Frederick John Horniman was born in 1835 in Bridgewater, Somerset, and came from a Quaker family. His father, John (1803-1893), was the co-founder and owner of the tea company ‘Horniman and Co.’
Frederick Horniman was educated at Friends College in Croydon, a Quaker school, and then entered the family business at the age of 14 in 1849. He married Rebekah Emslie in 1859, and they had two children: a daughter, Annie (1860-1937), and son, Emslie (born 1863).
Frederick moved into Surrey House on London Road, Forest Hill, in 1868, and began collecting ethnographic objects, natural history specimens, and musical instruments. He initially began buying objects from merchants, dealers, auction houses, and exhibitions, and expanded his collections in the late 1890s through visits to India, Sri Lanka, Japan, China, Burma, USA, and Egypt.
As his collections expanded, he moved his family to a new house, Surrey Mount, and opened Surrey House as a museum.
In 1896 Horniman’s wife Rebekah died after a short illness. In the same year Frederick was elected as Liberal MP for Falmouth and Penryn, an office that he held until 1904. In 1897 Horniman re-married, to Minifred Louisa Bennet.

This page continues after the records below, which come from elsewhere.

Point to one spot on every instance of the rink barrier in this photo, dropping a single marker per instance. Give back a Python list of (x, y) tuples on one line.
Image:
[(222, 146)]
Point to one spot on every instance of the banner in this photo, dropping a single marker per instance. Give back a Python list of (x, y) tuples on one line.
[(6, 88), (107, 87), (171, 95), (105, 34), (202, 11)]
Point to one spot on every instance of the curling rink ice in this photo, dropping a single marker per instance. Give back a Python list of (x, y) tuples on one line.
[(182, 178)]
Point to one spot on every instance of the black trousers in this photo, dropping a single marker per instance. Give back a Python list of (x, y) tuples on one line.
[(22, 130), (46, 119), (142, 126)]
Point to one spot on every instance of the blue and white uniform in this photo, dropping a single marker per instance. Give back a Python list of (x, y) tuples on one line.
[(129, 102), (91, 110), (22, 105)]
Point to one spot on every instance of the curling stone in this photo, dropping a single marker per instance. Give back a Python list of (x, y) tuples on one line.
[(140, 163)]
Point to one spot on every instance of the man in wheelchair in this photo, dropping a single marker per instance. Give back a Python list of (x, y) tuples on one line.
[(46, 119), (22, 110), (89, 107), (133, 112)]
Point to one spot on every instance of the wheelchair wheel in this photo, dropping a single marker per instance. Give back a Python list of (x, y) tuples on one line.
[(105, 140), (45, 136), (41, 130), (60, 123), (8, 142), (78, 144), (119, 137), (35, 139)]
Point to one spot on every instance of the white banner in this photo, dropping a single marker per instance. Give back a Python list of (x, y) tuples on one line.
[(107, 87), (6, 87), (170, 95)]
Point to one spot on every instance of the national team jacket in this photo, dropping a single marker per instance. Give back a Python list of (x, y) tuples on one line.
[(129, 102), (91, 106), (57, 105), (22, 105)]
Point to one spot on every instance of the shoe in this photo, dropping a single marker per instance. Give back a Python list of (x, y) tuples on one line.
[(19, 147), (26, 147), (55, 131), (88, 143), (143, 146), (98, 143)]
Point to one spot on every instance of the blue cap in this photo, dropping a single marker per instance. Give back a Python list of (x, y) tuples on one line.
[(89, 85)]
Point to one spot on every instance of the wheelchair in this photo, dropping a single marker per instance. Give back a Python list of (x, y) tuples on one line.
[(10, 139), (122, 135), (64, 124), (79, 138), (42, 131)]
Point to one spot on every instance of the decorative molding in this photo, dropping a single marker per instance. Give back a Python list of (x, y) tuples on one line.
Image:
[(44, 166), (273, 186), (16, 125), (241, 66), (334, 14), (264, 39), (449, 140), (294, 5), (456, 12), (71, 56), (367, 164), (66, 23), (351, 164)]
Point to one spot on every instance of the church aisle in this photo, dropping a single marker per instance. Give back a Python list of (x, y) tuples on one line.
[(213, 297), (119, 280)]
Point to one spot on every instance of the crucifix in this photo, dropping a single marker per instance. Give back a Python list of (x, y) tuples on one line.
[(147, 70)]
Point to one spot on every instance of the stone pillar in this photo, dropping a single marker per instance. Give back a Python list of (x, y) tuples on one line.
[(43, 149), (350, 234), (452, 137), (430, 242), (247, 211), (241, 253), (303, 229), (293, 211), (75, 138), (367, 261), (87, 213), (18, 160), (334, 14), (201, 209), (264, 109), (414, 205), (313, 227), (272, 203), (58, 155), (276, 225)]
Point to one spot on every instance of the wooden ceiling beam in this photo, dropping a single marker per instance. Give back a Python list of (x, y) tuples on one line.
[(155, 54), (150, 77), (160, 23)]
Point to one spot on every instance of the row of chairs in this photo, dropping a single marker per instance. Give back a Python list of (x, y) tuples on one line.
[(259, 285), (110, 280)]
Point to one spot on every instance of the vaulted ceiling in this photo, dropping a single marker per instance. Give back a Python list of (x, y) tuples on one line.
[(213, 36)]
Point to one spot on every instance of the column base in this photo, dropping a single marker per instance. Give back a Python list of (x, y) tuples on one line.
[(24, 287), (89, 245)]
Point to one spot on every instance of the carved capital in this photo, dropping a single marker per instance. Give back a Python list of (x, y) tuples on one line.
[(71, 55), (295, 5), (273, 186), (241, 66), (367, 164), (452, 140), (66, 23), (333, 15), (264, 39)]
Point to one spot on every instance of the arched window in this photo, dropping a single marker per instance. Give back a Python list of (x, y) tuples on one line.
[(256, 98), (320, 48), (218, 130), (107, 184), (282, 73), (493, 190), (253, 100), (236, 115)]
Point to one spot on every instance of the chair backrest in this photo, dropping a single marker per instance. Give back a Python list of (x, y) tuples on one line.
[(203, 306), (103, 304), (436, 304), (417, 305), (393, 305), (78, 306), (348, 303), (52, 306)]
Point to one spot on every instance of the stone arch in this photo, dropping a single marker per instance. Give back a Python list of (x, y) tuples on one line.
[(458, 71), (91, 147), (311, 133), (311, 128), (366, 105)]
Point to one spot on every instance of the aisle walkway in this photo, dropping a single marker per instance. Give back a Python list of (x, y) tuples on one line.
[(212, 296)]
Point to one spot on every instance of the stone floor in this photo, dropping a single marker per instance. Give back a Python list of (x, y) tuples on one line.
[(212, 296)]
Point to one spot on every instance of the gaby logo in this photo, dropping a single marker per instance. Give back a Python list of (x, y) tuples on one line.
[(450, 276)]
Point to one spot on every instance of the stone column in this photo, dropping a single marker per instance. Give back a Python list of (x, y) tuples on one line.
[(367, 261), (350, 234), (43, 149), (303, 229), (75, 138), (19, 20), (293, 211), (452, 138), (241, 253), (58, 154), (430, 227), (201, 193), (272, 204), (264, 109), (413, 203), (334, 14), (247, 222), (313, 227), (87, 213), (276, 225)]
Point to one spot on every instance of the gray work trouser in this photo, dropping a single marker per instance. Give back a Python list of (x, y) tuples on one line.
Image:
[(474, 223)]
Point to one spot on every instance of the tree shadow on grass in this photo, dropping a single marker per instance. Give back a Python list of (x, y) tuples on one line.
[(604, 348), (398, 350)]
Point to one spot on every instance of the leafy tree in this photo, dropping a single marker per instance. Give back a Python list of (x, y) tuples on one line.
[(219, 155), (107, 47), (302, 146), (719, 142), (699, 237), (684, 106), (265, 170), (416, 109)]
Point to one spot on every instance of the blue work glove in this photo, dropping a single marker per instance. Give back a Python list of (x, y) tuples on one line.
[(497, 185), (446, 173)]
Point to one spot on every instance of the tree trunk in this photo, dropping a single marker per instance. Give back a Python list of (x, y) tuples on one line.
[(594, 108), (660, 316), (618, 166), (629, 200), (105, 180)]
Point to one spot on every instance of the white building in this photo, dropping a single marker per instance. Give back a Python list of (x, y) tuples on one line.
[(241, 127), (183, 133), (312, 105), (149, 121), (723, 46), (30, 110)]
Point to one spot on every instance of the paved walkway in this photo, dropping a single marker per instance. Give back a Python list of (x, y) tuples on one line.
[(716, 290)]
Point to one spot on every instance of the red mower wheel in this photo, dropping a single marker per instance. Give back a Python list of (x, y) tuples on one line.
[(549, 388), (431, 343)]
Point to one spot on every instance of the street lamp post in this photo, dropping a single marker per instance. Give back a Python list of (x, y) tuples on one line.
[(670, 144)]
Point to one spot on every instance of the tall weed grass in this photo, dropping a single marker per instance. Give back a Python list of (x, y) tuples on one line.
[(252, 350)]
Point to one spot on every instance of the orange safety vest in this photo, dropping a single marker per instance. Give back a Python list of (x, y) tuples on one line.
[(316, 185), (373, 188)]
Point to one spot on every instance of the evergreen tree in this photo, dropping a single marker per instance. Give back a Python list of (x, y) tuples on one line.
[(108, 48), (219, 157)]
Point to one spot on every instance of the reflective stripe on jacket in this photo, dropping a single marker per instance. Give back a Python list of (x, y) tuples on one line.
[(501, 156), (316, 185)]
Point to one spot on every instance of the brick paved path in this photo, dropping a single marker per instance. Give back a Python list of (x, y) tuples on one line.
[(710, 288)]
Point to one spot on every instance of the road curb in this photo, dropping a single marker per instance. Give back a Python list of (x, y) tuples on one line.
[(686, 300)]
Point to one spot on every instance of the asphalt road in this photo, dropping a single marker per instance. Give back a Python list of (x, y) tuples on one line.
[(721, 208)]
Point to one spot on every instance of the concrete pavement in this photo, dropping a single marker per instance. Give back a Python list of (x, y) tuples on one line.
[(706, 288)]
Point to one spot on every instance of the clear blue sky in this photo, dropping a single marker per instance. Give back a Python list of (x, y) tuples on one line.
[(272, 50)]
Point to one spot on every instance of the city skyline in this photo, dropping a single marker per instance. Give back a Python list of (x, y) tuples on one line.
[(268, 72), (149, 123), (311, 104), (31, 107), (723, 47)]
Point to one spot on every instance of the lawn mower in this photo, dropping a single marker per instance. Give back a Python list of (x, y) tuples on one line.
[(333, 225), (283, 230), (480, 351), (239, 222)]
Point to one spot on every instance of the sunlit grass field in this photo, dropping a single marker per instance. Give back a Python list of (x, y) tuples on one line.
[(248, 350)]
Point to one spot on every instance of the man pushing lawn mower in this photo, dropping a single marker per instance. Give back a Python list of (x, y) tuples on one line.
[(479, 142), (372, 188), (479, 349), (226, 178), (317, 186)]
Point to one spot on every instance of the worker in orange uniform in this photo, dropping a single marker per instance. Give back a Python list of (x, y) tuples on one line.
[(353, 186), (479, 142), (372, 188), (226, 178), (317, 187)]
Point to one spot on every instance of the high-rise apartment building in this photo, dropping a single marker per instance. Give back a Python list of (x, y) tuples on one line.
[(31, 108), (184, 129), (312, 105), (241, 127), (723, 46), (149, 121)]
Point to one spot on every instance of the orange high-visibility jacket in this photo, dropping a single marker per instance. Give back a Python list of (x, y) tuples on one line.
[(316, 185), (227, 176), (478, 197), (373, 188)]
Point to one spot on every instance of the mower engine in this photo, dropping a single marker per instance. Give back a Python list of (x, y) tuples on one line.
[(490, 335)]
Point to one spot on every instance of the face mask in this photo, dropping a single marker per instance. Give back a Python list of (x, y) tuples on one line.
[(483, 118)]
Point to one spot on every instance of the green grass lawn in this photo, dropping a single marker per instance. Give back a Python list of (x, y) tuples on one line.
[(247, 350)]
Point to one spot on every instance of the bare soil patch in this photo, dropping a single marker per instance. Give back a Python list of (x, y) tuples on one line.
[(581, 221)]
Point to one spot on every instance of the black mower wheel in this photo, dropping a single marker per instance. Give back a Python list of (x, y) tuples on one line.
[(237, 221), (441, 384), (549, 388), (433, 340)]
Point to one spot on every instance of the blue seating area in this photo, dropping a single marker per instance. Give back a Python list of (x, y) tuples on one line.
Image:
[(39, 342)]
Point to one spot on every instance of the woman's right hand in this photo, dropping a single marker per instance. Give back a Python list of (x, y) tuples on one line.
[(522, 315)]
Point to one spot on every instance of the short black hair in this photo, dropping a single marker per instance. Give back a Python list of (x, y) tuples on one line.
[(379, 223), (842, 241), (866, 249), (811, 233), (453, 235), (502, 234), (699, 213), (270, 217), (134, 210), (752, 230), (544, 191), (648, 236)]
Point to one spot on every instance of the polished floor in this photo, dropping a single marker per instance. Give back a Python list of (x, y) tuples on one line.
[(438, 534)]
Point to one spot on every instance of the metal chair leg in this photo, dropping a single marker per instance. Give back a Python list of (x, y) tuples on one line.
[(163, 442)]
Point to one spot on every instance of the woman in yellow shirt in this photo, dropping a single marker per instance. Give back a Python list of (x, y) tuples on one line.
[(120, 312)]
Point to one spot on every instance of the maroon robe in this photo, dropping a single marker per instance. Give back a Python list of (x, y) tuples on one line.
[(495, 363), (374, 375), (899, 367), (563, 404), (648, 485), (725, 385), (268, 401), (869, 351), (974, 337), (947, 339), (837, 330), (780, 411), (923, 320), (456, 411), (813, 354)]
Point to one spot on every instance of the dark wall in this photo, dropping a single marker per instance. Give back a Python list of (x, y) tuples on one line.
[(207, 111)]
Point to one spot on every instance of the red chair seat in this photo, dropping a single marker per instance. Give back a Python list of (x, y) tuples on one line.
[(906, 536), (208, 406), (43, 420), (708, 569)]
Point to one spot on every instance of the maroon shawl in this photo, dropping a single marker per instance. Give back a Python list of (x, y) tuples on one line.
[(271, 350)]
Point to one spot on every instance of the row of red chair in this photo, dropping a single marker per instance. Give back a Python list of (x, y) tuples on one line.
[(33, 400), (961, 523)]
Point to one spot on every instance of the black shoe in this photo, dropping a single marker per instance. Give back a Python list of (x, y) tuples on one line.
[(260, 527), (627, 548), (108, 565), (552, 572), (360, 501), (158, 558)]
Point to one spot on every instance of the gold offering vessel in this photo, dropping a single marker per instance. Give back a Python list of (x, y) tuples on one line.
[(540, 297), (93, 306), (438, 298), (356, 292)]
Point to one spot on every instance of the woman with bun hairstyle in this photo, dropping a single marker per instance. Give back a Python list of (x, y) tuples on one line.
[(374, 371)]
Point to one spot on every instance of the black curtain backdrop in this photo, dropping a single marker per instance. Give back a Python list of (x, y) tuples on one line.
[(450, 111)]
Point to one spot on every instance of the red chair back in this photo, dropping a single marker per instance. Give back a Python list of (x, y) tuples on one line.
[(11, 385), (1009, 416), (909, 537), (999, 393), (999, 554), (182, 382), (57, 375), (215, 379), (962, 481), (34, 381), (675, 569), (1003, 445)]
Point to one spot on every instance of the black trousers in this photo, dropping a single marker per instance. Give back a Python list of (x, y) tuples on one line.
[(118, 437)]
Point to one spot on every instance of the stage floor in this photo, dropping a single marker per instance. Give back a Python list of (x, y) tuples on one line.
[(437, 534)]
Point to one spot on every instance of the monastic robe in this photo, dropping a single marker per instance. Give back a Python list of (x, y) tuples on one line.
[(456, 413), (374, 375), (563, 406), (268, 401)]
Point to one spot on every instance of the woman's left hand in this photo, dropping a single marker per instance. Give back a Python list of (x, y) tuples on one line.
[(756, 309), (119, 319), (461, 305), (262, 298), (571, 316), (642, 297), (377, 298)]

By 1898, Surrey House was too small to house Horniman’s growing collections. He hired the architect, Charles Harrison Townsend, to design the new purpose built museum on the site where Surrey House stood. This was finished in 1901, and was opened by the Duke of Fife on 10th June. In July 1901 Frederick Horniman gave the museum and gardens, and six houses, to London County Council as a gift to the people of London. He continued to contribute objects to the museum’s collections until his death on 5th March 1906, after which he was buried next to his first wife Rebekah in a cemetery in Forest Hill.